Once mentioned in the same breath with Chinese internet titans Alibaba and Tencent, using the acronym BAT, Baidu’s pull has severely eroded compared with its rivals over the past few years. Its Nasdaq-listed shares lost 70% of their value from 2018 to the trough reached in March last year. Its core advertising business is threatened by competitors such as TikTok’s owner, Bytedance, which has attracted ad dollars as users flock to the viral content on its apps.

Baidu reported better-than-expected results for last quarter Wednesday after the market close, helped by its cloud business. But its core search business remains weak: The company’s advertising revenue was flat year-over-year compared with double-digit growth a few years ago.

Despite the anemic growth in its core business, Baidu remains a cash cow. It generated $3.8 billion of free cash flow last year, excluding its unprofitable video subsidiary iQiyi . The company was sitting on $15 billion of net cash at the end of December and its stakes in iQiyi and online travel agent Trip.com are valued at $13 billion. And until late last year, the stock was trading as low as 1.2 times book value, making Baidu a classic value stock.

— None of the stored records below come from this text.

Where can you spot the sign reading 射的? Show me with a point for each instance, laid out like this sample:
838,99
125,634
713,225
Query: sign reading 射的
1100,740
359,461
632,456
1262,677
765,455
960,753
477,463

But value stocks are unloved in the market. It took hopping aboard the electric-vehicle train to help Baidu shares stage an impressive turnaround. Instead of bargain hunters rushing in, the company has hit all the right tones by announcing a foray into EVs—one of the hottest investment themes right now. Baidu said last month it will partner with Chinese auto maker Geely, which controls Volvo Cars, to make EVs. Baidu’s stock hit an all-time high this week after more than doubling since December. Baidu has developed its own self-driving technology platform called Apollo for years, though investors didn’t pay much attention until now.